Decision tree (fast path)

flowchart TD
  A[Serving stale artifacts] --> B{Artifact mode enabled?}
  B -->|No| C[DB-only mode: check DB signal freshness]
  B -->|Yes| D{Can you fetch the current manifest from object store?}
  D -->|No| E[Fix object store access (DNS/egress/creds/TLS)]
  D -->|Yes| F{Manifest updated recently?}
  F -->|No| G[Pipeline publish failed or scheduler not running]
  F -->|Yes| H{Service still stale after manifest TTL?}
  H -->|No| I[Wait for TTL expiry or invalidate caches]
  H -->|Yes| J[Invalidate caches; check service logs for fetch errors]

Quick triage (copy/paste)

Set:

TENANT_ID=demo
SURFACE=home
BASE_URL=${BASE_URL:-http://localhost:8000}
  1. Confirm the service is in artifact mode:

  2. RECSYS_ARTIFACT_MODE_ENABLED=true is required.

  3. If you’re not sure, check the service config for RECSYS_ARTIFACT_* variables and object store settings.

  4. Fetch the current manifest from object storage.

The manifest location is defined by:

  • RECSYS_ARTIFACT_MANIFEST_TEMPLATE (default: s3://recsys-artifacts/registry/current/{tenant}/{surface}/manifest.json)

Example with AWS CLI:

aws s3 cp "s3://recsys-artifacts/registry/current/${TENANT_ID}/${SURFACE}/manifest.json" -

Local dev (MinIO via docker compose):

docker compose run --rm --entrypoint sh minio-init -c \
  "mc alias set local http://minio:9000 minioadmin minioadmin >/dev/null && \
   mc cat local/recsys-artifacts/registry/current/${TENANT_ID}/${SURFACE}/manifest.json | head"
  1. If the manifest is new but service output is still old, invalidate caches:
curl -fsS -X POST "$BASE_URL/v1/admin/tenants/${TENANT_ID}/cache/invalidate" \
  -H "Content-Type: application/json" \
  -H "X-Org-Id: $TENANT_ID" \
  -d "{\"targets\":[\"popularity\"],\"surface\":\"${SURFACE}\"}"
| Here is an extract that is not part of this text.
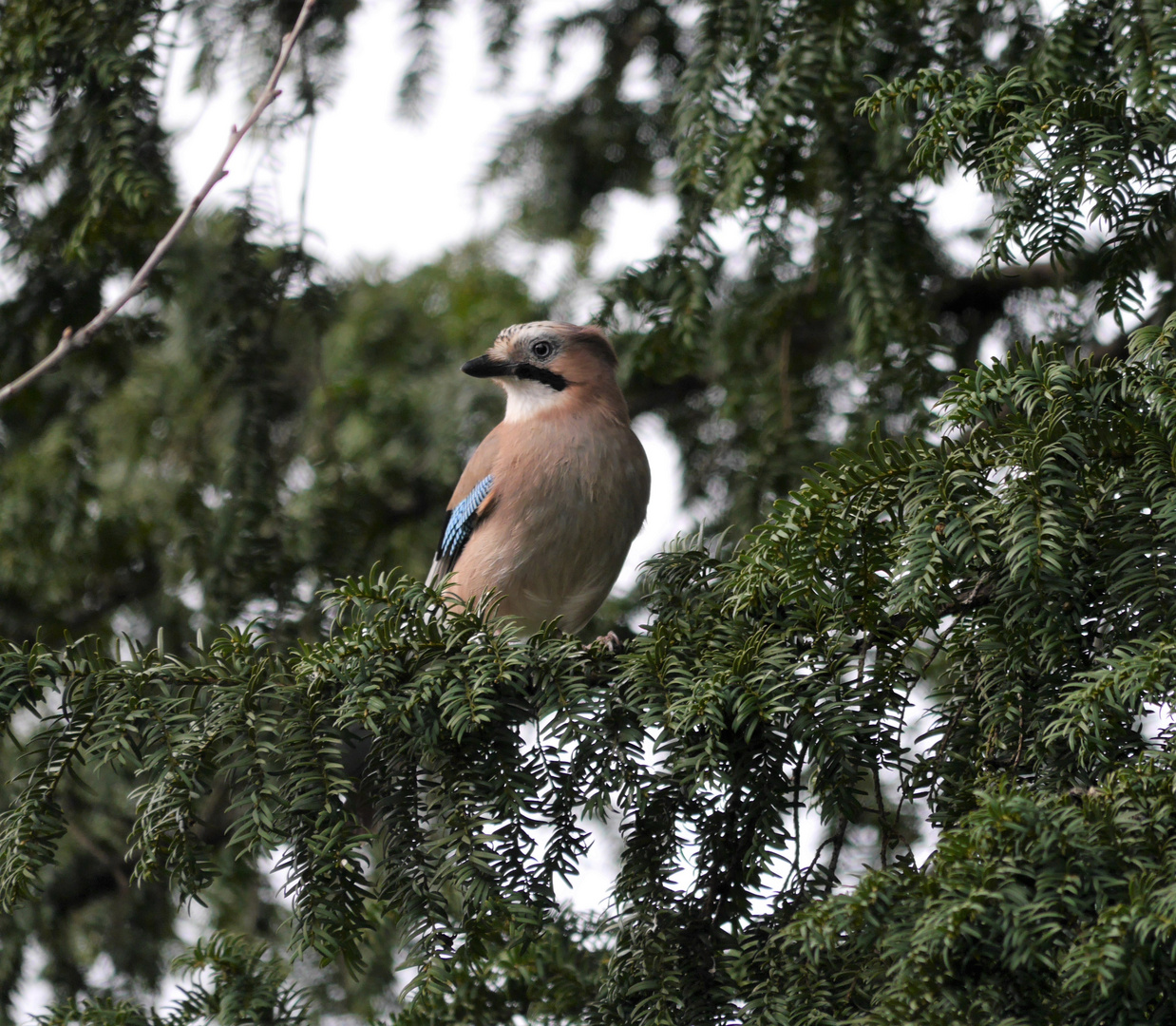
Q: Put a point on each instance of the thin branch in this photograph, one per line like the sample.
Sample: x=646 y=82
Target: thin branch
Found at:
x=70 y=340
Likely causes and safe remediations

  • Manifest pointer not updated
  • Check pipeline scheduler health and recent pipeline runs.
  • See pipelines runbook: Runbook: Stale artifacts
  • TTLs are too long for your workflow
  • Tune RECSYS_ARTIFACT_MANIFEST_TTL and RECSYS_ARTIFACT_CACHE_TTL.
  • Object store connectivity problems
  • Validate endpoint/creds (RECSYS_ARTIFACT_S3_*) from the service network.

Verification

  • Fetch the current manifest again and confirm updated_at advanced.
  • Call /v1/recommend twice (after TTL expiry or cache invalidation) and confirm outputs reflect the new artifacts.